Public Must Not Look Away
The lack of cameras inside interrogation rooms is not a technical lapse, it is a societal failure. Every citizen who walks past a police station should be concerned about what happens inside. Today, it is the nameless poor, the marginalized, the voiceless. Tomorrow, it could be you. In the words of Justice DY Chandrachud in 2020: “CCTVs in police stations are not an intrusion, they are a shield... a shield for the innocent. They are a deterrent for the guilty, a guardian of the rule of law.”
Yet, civil society remains indifferent. The establishment sees no gain in reforming custodial practices and leadership ends up resisting what it perceives as an erosion of authority. This triangle of apathy, neglect and resistance keeps the system dark; concrete rooms swallowing lives without a trace.
The UN Human Rights Council often reminds member states that the right against torture is absolute and non-derogable. India is a signatory to the ‘United Nations Convention Against Torture’, but it is yet to ratify it. This means while India weighs the pros and cons of ratifying the UN agreement formally, its enforcement set-ups continue to operate in legal and moral darkness.
Breaching the Opaque
The Rajasthan episode is not an aberration; it is a mirror. When a state government lawyer walked into the Supreme Court in 2025 and admitted that (its) interrogation rooms had no cameras, it was a sign of something far more dangerous than negligence. It signalled a quiet, systemic agreement to let opacity rule. Ironically, there’s no dearth of solutions, especially when many states have allocated the requisite funding. The technology needed is inexpensive and readily available. Yet, implementation deadlines have repeatedly been missed, exposing a reluctance to embrace transparency.
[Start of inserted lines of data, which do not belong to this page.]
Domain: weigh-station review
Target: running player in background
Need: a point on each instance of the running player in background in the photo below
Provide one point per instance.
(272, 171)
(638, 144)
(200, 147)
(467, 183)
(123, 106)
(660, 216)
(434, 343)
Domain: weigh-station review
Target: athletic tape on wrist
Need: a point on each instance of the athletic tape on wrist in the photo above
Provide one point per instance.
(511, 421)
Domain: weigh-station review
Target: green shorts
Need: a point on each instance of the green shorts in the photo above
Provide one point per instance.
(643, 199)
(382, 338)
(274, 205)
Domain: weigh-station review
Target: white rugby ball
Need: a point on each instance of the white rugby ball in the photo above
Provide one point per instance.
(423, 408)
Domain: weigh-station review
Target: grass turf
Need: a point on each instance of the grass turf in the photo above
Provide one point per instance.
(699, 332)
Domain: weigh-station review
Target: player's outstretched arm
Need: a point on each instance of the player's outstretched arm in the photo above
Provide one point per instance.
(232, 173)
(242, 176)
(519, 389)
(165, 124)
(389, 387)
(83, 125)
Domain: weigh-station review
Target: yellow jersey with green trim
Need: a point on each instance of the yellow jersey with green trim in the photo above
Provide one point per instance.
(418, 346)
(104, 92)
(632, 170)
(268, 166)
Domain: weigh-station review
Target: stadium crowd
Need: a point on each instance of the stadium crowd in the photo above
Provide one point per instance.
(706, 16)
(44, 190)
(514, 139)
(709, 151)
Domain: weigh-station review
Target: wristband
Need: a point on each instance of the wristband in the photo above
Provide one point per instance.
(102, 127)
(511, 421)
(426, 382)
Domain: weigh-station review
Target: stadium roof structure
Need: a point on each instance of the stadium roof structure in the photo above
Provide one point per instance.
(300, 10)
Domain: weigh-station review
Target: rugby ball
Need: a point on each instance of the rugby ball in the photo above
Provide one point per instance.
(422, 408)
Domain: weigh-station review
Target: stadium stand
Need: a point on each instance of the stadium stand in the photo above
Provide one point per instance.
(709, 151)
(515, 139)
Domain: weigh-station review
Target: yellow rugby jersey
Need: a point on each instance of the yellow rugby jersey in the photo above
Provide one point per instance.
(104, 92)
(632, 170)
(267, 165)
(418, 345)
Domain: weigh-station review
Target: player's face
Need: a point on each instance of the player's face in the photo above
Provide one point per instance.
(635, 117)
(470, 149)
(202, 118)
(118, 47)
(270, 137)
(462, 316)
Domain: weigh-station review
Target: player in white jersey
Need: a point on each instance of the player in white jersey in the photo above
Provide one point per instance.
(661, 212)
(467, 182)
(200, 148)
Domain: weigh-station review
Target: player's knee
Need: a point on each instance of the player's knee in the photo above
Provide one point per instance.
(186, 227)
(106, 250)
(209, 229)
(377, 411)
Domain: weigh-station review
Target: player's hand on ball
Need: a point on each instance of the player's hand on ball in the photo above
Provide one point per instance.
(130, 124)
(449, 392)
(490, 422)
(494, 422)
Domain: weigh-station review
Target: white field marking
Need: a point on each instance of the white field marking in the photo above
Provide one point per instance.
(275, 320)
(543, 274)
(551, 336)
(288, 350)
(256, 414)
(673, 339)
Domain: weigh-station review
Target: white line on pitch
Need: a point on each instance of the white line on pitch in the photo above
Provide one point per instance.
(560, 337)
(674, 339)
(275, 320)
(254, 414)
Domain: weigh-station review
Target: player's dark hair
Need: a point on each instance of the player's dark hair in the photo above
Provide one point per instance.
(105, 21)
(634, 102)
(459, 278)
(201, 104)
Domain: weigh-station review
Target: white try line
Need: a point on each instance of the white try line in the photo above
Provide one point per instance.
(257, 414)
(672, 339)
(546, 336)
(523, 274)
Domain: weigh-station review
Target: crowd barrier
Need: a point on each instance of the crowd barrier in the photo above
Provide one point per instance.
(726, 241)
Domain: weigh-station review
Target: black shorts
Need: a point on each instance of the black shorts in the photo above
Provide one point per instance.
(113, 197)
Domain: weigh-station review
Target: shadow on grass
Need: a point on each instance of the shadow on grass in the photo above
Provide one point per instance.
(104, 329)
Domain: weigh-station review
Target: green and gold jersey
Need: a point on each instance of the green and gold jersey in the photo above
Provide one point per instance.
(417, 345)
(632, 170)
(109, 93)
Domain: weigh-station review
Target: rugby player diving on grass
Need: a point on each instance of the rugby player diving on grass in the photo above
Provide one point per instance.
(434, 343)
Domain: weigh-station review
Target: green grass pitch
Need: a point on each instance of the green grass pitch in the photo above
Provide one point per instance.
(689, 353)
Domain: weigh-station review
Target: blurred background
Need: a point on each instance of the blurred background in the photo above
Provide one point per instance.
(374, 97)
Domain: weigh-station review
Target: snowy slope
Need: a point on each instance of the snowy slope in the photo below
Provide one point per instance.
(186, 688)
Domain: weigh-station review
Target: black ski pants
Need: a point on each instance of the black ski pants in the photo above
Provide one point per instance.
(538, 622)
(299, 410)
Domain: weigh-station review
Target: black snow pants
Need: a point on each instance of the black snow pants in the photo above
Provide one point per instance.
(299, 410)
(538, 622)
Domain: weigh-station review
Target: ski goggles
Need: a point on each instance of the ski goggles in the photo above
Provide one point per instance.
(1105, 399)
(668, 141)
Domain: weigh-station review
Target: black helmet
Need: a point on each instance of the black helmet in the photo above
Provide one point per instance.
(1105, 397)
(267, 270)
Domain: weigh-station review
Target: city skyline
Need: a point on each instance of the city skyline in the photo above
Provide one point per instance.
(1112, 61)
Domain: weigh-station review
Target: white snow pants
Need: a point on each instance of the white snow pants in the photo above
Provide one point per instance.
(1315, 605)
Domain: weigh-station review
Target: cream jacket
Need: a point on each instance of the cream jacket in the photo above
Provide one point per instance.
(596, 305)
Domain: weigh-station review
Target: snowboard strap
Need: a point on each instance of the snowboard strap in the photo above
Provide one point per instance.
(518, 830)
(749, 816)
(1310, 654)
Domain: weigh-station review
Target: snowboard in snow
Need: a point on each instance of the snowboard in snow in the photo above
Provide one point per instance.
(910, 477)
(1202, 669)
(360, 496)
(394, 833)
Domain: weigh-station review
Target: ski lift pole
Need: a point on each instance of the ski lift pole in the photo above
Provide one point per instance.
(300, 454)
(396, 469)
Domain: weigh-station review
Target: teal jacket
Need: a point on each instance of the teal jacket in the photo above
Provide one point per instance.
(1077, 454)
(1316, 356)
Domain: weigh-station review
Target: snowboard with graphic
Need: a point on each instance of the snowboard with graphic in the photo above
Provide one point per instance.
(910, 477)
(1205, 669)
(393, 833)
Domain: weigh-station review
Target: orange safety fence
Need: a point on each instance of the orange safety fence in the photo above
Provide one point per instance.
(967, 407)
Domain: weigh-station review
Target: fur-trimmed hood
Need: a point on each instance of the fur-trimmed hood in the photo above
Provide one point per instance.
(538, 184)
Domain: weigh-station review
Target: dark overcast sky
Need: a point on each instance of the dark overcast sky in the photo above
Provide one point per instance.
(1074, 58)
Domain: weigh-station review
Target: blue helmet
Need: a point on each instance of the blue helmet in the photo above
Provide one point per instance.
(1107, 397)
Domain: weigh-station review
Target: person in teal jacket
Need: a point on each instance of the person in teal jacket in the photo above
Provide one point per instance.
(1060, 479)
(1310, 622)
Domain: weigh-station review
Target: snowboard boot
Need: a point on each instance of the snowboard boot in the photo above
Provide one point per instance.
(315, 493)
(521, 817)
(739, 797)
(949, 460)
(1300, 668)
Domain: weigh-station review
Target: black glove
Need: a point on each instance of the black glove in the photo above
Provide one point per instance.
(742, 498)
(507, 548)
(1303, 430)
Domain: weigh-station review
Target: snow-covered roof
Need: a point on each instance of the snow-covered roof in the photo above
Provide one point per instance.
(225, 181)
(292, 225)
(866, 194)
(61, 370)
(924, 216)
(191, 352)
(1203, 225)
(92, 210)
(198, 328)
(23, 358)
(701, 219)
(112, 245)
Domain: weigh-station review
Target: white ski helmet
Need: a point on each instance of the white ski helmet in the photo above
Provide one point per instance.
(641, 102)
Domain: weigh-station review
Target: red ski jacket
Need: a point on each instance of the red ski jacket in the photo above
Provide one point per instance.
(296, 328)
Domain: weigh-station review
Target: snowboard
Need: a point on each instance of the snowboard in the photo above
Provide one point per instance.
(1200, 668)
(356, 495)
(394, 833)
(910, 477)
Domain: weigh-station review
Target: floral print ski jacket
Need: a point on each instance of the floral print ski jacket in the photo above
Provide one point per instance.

One day soon, the Supreme Court may again observe and pass another order. But orders cannot install cameras, only the authorities can. India is the world’s largest democracy. Justice cannot be allowed to depend on events taking place behind closed doors. Every unrecorded interrogation is an opportunity for abuse and every missing CCTV a potential accomplice. The installation of surveillance inside police lock-ups is not just a matter of compliance with a court order, it is a moral imperative as well.
End of day, until people demand to see everything clearly and without compromise, those holding the keys to interrogation rooms will remain unaccountable. The question, then, is not whether India will install cameras, it is whether Indians will demand their right to ‘see’.